State machine: closed (allow, count failures) → open (skip instantly) → half-open (one trial) → closed/open. Only genuine provider failures (5xx / 429 / connection-refused / rate-limit / failed liveness probe) count; a real model/budget error does not trip the breaker. Env overrides for tests: MR_CB_ENABLED, MR_CB_FAILURE_THRESHOLD, MR_CB_COOLDOWN_SEC, MR_CB_STATE_FILE. Inspect live state with node .claude/scripts/mr-circuit-breaker.cjs status.

`failover.inHopRetry` — retry a transient 429 before failing over (#157 P1)

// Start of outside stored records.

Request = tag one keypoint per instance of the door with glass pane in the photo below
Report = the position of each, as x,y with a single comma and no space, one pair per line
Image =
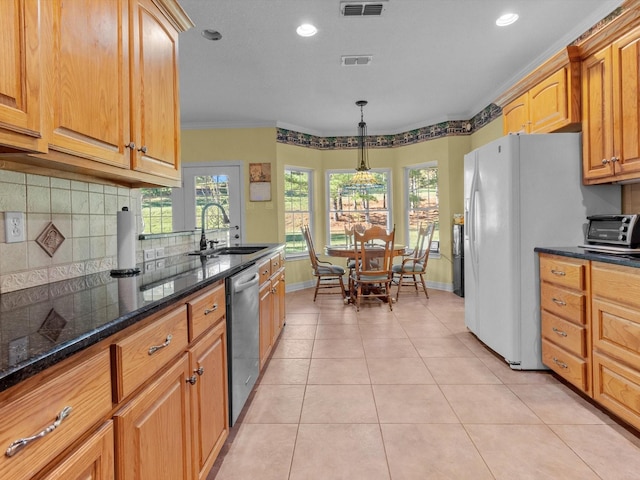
215,192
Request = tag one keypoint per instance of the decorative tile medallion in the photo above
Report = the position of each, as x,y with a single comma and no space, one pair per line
50,239
52,326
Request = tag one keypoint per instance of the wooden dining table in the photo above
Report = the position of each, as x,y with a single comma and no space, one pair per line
346,251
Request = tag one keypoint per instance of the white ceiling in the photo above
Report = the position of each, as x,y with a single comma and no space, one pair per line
433,60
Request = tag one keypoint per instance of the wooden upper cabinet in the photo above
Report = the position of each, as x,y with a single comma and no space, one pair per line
546,100
20,77
611,123
597,122
155,102
90,78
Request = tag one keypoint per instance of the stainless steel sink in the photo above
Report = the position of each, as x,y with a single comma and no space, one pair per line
233,250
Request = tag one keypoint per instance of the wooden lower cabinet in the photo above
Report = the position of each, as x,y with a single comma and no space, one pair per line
564,304
93,460
209,399
266,322
153,430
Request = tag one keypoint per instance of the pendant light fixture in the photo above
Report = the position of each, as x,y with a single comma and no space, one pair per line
363,180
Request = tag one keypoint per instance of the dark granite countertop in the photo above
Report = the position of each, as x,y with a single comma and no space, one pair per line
43,325
629,260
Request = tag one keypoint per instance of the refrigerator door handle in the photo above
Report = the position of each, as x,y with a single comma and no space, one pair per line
471,217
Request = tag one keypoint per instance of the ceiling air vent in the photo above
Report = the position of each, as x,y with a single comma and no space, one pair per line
356,60
361,9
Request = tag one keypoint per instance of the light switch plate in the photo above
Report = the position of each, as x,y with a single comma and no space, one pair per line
14,227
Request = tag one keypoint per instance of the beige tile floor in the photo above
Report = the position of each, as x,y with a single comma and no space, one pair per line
410,394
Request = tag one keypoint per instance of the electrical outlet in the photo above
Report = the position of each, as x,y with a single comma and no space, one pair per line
14,227
149,255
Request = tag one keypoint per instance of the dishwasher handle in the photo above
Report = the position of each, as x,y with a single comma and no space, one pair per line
240,286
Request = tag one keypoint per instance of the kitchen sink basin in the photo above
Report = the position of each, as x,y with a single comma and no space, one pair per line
233,250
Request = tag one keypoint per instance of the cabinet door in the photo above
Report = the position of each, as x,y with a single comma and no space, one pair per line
90,81
153,431
93,460
597,120
210,401
548,103
20,77
278,304
626,106
155,108
516,115
266,315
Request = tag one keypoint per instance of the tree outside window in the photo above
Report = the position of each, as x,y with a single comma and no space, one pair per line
297,208
422,201
157,210
349,207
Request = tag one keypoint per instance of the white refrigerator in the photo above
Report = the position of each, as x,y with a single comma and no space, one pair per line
521,192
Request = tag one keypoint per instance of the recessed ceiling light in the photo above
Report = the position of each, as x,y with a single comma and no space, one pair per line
507,19
306,30
210,34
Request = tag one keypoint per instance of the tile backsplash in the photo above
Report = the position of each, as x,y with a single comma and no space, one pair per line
84,213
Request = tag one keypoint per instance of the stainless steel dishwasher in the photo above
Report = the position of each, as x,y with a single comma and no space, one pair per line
243,329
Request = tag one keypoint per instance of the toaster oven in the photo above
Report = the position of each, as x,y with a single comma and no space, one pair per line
619,230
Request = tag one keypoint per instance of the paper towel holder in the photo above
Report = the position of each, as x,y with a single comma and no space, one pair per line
125,272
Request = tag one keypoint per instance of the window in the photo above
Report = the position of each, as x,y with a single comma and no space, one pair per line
297,207
157,210
422,201
348,207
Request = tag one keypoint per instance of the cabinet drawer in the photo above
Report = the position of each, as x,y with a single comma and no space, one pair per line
565,364
276,263
206,310
617,388
563,303
616,282
85,387
563,271
264,269
565,334
138,356
616,331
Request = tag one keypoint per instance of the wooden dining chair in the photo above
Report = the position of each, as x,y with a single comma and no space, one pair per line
372,274
413,267
329,276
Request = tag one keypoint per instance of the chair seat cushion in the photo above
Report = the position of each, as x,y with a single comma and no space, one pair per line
330,269
407,268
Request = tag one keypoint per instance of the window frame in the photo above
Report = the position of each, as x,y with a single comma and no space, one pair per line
310,194
389,193
435,246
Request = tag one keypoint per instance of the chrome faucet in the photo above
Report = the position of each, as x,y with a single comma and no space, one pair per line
225,219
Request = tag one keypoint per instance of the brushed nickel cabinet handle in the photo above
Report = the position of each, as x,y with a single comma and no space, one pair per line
560,332
213,308
18,445
560,363
166,343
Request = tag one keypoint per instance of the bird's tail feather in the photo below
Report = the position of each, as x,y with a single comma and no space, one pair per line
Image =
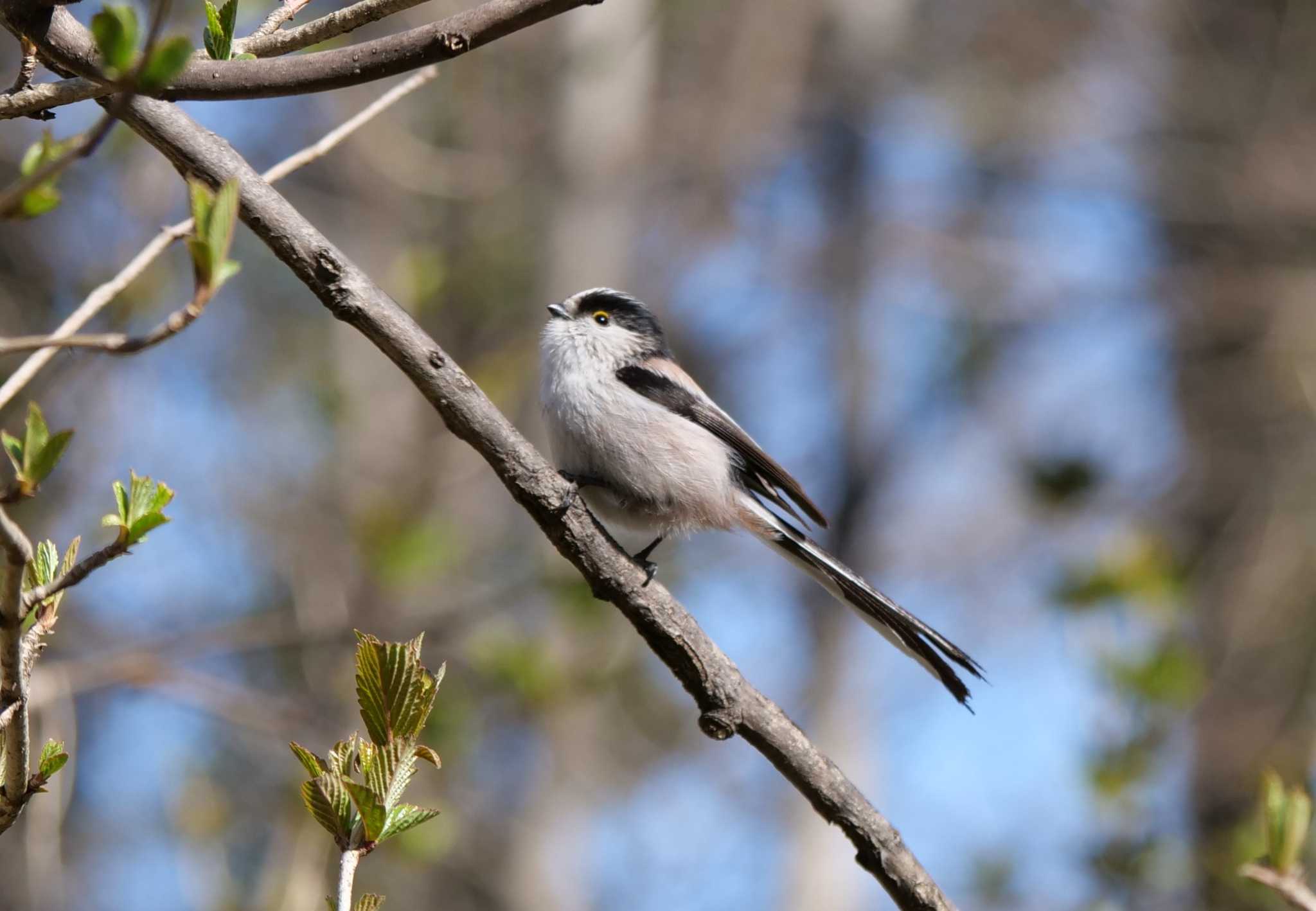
896,624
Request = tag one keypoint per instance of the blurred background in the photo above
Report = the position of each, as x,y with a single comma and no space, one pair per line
1022,290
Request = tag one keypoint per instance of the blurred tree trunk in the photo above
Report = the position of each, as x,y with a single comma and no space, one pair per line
1232,199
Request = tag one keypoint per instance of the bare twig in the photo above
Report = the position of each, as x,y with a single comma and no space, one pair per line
12,198
281,15
104,294
46,95
116,342
341,21
26,67
346,873
13,682
1289,887
69,46
728,703
79,572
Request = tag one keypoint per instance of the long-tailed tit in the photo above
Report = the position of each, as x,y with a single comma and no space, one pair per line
650,450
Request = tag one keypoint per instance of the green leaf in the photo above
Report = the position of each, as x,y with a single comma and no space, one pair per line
138,531
40,199
405,817
53,759
394,690
13,449
166,61
1298,819
35,438
328,802
314,765
218,30
121,500
370,806
45,461
115,30
340,757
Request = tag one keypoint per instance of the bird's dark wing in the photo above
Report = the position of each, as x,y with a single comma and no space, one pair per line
671,387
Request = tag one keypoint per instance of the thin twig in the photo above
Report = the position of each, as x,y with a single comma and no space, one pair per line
13,682
26,67
118,342
12,198
79,572
281,15
104,294
346,873
341,21
1289,887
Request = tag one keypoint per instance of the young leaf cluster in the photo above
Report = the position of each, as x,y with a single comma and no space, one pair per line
215,215
44,569
355,792
116,33
37,454
140,508
1286,817
45,195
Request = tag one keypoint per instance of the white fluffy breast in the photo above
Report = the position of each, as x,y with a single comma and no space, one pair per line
664,473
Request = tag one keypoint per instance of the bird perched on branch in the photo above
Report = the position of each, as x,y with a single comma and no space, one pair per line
650,450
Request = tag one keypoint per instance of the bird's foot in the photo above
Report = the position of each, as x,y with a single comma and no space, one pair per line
578,481
649,567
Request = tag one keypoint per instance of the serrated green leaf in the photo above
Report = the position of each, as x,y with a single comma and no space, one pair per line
12,448
328,800
405,817
138,531
115,30
1298,819
53,759
166,61
224,213
340,757
36,435
39,200
227,270
200,198
229,19
44,463
314,765
370,808
121,500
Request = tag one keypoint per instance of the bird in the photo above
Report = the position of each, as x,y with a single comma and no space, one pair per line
648,449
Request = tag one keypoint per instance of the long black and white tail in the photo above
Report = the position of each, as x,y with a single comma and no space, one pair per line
896,624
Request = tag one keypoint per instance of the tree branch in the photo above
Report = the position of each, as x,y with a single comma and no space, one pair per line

A momentary rate-limit against the cheap primary would otherwise advance the pipe and lose the cheap hop. This retries the same hop after a jittered backoff before failing over, so a transient 429 recovers in place.

{
  "modelRouter": {
    "failover": {
      "inHopRetry": { "enabled": true, "maxRetries": 1, "baseDelayMs": 1500 }
    }
  }
}

enabled (default true), maxRetries (default 1), baseDelayMs (default 1500) — the sleep is baseDelayMs + rand(0..baseDelayMs) (full-jitter).
Only transient rate-limits retry (429 / rate limit / too many requests / quota exceeded). A hard-down signal (5xx / connection-refused / service-unavailable) is not retried — it advances to the next hop immediately, and a budget/client error never retries. This is the “degraded → retry-in-place” vs “down → fail over” distinction that complements the circuit-breaker.
Retries are counted in the per-call trace (retries field in ~/.model-router/traces.jsonl). Env overrides for tests: MR_INHOP_RETRY_ENABLED, MR_INHOP_RETRY_MAX, MR_INHOP_RETRY_BASE_MS.

Delegation Output

The Task interceptor returns the cheap model’s text output via systemMessage. The parent session sees it as the Task’s result.

If mr-delegate.sh exits non-zero (timeout, provider down), the interceptor surfaces what it has + the exit code. Don’t let the Task fall through to Anthropic on error — that would burn Opus tokens AND the cheap call’s tokens. If the delegation failed, decide whether to retry or inline.